The logging table is the reason we are able to reconstruct the pages and the users histories. Thanks a lot logging table! It stores lots of important information about page events (move, delete and restore) and user events (rename, block, rights), which both go back to the (almost) beginning of wiki-time. However, this information is stored in a way that makes it very difficult, if not impossible, to query for analytical or research purposes: The page and user IDs are missing in the majority of events, they have the page title / user name only which is not identifying by itself, because pages and users get renamed all the time; The information is stored in many different formats depending on the MediaWiki version that generated the events; Some fields are stored using a PHP-encoded blob, for which we had to write a decoder. Namespace, for instance, is stored sometimes as a number, and sometimes as localized text, that varies depending on the project's language. Also, the duration of a user block is stored in 7 different date formats. And many properties of the pages and users are stored in different fields, depending on the age of the event.

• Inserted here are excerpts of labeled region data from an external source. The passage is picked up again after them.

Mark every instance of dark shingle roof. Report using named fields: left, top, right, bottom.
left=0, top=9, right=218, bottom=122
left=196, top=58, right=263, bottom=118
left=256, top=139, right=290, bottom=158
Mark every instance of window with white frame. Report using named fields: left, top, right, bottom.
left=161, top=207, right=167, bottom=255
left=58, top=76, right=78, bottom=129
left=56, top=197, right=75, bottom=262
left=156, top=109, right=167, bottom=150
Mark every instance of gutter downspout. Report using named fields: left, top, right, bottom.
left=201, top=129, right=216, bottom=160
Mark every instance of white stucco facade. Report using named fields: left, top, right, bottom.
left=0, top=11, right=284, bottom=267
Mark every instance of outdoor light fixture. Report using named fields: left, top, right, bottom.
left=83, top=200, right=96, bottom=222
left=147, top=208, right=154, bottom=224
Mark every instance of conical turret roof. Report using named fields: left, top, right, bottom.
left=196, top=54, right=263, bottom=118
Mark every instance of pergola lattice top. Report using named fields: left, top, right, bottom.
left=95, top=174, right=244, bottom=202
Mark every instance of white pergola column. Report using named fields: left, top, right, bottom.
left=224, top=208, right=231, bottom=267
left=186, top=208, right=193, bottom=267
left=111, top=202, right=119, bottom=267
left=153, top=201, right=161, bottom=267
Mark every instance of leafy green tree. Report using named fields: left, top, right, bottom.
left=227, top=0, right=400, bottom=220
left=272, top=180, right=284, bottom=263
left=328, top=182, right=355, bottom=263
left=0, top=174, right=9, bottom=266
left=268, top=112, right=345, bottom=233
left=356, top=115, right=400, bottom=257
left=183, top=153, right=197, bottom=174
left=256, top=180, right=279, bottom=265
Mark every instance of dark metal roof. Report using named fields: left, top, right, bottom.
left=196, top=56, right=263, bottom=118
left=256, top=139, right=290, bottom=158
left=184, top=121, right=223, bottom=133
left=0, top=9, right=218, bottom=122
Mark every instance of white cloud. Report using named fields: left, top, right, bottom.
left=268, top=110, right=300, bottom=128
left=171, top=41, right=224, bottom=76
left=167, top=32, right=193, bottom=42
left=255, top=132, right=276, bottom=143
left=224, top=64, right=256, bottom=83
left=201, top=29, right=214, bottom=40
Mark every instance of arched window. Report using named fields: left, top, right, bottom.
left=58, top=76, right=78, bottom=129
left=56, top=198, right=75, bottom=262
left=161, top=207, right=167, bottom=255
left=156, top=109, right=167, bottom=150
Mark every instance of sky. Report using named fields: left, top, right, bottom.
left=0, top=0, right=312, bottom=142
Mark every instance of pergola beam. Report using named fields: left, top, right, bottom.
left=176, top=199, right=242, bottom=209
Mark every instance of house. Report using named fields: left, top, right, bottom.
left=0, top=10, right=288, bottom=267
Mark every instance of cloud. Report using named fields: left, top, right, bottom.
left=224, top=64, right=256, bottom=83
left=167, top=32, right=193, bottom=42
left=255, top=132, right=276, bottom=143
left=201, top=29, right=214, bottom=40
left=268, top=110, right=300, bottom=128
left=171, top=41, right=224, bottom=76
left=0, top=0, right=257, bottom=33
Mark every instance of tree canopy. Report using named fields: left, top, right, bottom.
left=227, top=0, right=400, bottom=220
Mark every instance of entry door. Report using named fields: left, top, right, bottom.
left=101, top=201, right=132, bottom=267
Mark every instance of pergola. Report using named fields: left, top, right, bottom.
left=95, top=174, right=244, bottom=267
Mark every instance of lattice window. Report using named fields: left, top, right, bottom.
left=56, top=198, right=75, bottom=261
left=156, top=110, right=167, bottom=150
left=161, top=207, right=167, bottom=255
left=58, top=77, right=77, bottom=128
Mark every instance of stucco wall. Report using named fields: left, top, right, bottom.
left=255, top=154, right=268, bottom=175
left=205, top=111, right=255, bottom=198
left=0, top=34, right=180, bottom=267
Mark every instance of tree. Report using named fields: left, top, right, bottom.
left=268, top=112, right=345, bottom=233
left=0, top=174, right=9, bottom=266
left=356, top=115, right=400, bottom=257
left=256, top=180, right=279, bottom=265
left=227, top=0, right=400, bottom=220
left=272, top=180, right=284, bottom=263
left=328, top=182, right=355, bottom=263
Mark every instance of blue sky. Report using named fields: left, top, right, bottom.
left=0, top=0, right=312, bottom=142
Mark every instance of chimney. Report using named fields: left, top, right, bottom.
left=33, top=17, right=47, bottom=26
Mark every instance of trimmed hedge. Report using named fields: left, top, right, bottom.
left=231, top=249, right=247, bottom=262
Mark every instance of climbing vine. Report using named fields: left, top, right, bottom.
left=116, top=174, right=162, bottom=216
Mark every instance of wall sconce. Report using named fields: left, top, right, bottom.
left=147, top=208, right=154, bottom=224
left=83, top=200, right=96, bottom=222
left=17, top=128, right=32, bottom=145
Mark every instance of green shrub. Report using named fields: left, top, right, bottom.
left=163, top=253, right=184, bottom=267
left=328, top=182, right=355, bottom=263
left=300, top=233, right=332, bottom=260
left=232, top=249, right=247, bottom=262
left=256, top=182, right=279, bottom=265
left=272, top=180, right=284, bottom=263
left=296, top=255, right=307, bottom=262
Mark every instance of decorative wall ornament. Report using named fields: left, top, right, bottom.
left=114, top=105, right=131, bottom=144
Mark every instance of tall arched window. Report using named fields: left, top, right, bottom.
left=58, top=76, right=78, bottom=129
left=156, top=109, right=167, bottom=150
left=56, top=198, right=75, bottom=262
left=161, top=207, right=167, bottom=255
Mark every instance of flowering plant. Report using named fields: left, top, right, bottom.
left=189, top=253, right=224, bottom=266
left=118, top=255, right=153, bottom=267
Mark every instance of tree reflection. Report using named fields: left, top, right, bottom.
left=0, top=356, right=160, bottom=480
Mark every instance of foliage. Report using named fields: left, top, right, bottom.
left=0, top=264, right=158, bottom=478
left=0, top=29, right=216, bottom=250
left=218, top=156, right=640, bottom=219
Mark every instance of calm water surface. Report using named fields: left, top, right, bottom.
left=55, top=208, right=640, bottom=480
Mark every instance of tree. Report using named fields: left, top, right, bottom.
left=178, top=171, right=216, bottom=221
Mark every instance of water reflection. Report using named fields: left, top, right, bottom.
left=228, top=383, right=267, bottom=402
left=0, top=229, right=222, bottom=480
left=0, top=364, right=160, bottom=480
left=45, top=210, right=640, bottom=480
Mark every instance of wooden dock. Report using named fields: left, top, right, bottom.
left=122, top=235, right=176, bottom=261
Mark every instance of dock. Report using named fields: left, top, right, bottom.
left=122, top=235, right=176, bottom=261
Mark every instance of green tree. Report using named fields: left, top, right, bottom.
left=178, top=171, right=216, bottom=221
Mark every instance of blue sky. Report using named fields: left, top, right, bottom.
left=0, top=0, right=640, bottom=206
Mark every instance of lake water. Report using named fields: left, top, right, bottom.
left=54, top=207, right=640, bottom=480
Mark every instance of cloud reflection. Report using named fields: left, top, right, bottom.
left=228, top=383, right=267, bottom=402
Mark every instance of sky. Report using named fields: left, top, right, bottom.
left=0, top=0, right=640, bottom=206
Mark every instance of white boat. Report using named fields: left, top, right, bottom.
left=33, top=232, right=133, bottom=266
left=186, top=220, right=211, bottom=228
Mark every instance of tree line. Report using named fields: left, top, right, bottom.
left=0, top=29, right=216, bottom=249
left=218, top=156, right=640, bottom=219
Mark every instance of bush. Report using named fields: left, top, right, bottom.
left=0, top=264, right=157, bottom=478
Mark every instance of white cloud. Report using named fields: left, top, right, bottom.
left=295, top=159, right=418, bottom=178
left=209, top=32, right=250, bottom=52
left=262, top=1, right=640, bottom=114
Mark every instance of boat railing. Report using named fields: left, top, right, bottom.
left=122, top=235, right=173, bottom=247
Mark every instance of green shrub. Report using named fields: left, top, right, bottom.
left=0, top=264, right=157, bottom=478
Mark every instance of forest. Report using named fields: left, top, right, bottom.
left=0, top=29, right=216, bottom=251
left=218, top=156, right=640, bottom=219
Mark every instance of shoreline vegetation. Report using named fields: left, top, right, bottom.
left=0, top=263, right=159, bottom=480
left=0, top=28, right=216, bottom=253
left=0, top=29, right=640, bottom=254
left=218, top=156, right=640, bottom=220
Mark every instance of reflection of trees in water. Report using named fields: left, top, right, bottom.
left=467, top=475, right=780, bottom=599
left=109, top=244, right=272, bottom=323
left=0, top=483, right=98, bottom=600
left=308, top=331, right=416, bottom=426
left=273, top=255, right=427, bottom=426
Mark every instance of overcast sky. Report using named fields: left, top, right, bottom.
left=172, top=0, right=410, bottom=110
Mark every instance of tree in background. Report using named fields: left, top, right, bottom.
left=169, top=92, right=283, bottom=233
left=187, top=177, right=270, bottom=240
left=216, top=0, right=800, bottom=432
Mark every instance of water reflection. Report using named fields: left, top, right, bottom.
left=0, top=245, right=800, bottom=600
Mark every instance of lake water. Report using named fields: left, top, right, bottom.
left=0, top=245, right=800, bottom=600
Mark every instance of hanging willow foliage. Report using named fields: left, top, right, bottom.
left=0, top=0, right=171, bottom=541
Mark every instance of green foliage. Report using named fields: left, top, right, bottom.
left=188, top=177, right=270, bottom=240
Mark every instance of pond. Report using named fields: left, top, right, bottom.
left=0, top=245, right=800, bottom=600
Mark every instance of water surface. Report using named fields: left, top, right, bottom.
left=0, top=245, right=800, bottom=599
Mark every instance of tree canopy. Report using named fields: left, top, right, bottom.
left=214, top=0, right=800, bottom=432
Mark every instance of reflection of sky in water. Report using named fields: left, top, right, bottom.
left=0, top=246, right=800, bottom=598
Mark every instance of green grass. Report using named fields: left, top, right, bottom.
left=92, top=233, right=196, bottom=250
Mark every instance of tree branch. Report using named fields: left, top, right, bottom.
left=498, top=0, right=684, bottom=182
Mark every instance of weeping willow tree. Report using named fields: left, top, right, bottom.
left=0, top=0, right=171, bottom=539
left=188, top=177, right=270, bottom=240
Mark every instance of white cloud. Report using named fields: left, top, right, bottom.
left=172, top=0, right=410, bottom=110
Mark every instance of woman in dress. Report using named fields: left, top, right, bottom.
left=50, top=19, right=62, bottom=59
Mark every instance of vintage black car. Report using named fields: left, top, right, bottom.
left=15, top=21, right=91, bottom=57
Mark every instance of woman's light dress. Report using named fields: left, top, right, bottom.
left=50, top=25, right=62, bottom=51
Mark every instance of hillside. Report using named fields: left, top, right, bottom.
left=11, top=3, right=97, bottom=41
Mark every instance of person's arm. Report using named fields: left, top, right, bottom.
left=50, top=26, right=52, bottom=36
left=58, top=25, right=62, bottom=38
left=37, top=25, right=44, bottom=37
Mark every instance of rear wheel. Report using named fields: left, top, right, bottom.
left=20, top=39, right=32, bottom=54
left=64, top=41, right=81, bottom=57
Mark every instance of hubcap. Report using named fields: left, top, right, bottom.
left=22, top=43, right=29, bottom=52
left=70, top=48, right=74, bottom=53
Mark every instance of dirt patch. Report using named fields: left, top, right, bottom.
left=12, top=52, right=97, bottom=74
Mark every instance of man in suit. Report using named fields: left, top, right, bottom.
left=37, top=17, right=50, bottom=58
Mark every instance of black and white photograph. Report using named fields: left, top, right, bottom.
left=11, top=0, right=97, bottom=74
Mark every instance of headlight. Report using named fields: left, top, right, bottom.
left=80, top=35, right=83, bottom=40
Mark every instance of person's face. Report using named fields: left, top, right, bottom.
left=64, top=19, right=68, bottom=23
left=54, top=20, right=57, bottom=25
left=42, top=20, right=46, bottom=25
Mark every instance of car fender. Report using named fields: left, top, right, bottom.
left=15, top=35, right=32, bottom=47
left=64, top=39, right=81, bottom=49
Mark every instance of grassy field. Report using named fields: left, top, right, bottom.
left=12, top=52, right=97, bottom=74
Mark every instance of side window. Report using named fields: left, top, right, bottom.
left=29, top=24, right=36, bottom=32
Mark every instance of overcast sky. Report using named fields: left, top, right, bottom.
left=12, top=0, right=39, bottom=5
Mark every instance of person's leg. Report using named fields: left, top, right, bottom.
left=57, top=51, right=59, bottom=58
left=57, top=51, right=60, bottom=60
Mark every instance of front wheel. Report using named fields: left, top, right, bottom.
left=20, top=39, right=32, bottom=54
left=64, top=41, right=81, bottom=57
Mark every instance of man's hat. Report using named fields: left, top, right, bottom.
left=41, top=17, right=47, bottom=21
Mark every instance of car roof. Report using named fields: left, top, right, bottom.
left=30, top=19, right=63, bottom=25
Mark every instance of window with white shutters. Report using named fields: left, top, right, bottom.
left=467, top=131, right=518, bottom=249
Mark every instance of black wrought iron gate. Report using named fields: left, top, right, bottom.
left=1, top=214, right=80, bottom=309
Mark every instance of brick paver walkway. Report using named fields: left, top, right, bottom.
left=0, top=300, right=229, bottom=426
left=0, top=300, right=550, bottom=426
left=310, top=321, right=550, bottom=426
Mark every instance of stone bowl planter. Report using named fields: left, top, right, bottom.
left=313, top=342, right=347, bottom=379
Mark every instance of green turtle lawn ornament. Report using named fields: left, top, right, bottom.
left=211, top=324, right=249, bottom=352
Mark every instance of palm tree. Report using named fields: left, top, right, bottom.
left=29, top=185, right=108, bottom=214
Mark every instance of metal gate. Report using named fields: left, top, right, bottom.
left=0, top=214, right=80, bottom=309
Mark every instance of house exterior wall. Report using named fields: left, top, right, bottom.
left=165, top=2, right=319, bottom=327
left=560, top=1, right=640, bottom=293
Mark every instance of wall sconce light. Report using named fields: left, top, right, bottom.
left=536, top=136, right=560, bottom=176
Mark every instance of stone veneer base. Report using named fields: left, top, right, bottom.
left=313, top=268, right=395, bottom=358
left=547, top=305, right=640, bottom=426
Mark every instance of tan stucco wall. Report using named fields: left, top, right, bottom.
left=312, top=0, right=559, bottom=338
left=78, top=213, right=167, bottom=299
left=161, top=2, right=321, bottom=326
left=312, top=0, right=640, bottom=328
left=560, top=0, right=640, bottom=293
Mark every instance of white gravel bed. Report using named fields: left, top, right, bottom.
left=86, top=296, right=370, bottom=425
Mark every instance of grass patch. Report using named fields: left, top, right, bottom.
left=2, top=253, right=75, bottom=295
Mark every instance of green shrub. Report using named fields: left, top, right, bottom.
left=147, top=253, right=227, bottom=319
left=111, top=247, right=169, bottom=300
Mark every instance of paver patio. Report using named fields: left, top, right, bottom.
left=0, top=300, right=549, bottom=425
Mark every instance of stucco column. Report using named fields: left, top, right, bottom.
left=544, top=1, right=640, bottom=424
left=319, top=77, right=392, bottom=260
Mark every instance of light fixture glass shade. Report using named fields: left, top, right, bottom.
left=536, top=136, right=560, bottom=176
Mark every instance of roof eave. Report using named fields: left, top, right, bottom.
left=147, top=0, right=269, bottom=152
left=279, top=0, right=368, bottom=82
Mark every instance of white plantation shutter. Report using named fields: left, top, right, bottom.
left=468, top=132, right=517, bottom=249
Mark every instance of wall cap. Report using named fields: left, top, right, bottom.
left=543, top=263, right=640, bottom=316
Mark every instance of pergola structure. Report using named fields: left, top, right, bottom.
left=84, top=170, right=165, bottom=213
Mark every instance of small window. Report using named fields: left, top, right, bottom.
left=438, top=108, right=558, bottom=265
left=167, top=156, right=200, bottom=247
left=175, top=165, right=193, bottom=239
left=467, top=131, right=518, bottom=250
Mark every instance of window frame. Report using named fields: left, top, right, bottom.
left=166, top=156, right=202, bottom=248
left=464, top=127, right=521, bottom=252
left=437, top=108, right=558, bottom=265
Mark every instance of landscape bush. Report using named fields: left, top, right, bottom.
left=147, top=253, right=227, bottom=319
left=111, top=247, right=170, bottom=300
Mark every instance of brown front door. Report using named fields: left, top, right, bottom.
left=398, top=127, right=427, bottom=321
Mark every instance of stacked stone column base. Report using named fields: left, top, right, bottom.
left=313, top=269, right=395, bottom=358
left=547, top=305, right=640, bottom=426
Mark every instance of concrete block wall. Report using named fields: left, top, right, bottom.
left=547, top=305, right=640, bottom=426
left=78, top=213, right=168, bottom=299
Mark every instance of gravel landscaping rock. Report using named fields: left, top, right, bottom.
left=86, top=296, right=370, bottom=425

What does the algorithm do?

The algorithm is a Spark-Scala job that runs on the Analytic's Hadoop cluster.

  1. Read data from all wikis and process it together. The gathering of MediaWiki data is actually not done by this algorithm, it is copied onto the Analytics' Hadoop cluster from our databases (see the Data loading page). But the algorithm can process any number of wikis together, and the resulting page and user histories are stored as single data sets.
  2. Parsing and normalization of the data. Parse the data in different formats depending on MediaWiki version, and unify them in a normalized form. For example, parsing the localized text namespace and determining which canonical namespace it corresponds and store its integer identifier, or parsing the groups a user belongs to from a text field and store it as an array of strings.
  3. Rebuild page and user history using page title and user name. Starting from the information retrieved from the current page table and user table, it iterates the logging events (page rename, page delete, page restore, user rename, user rights, user blocks) backwards in time and reconstructs the history chain. It takes advantage of the fact that at any point in time there can only exist one page with the same title and namespace or one user with the same user name. After the reconstruction all events/states possess the corresponding page or user IDs. For more details on that algorithm and some optimizations trick we needed to find, see the Page and user history reconstruction algorithm and optimizations page.
  4. Conflict resolution. Many times, there are events missing in the logging table, or some of them may be corrupt. This causes conflicts in the history reconstruction that would violate the invariant principle of unique title/username. The algorithm takes care of them and infers the most likely scenario, prioritizing correctness over completeness, meaning it's better that records are correct and incomplete, than complete and incorrect.

Resulting data sets

The resulting data set format is in the form of states. Each state record has a start time stamp and an end time stamp. The values of the record apply for the time range between those time stamps (start time stamp is inclusive, and end time stamp is exclusive). See more detailed information about both data sets here: Analytics/Data Lake/Schemas/Mediawiki page history and Analytics/Data Lake/Schemas/Mediawiki user history.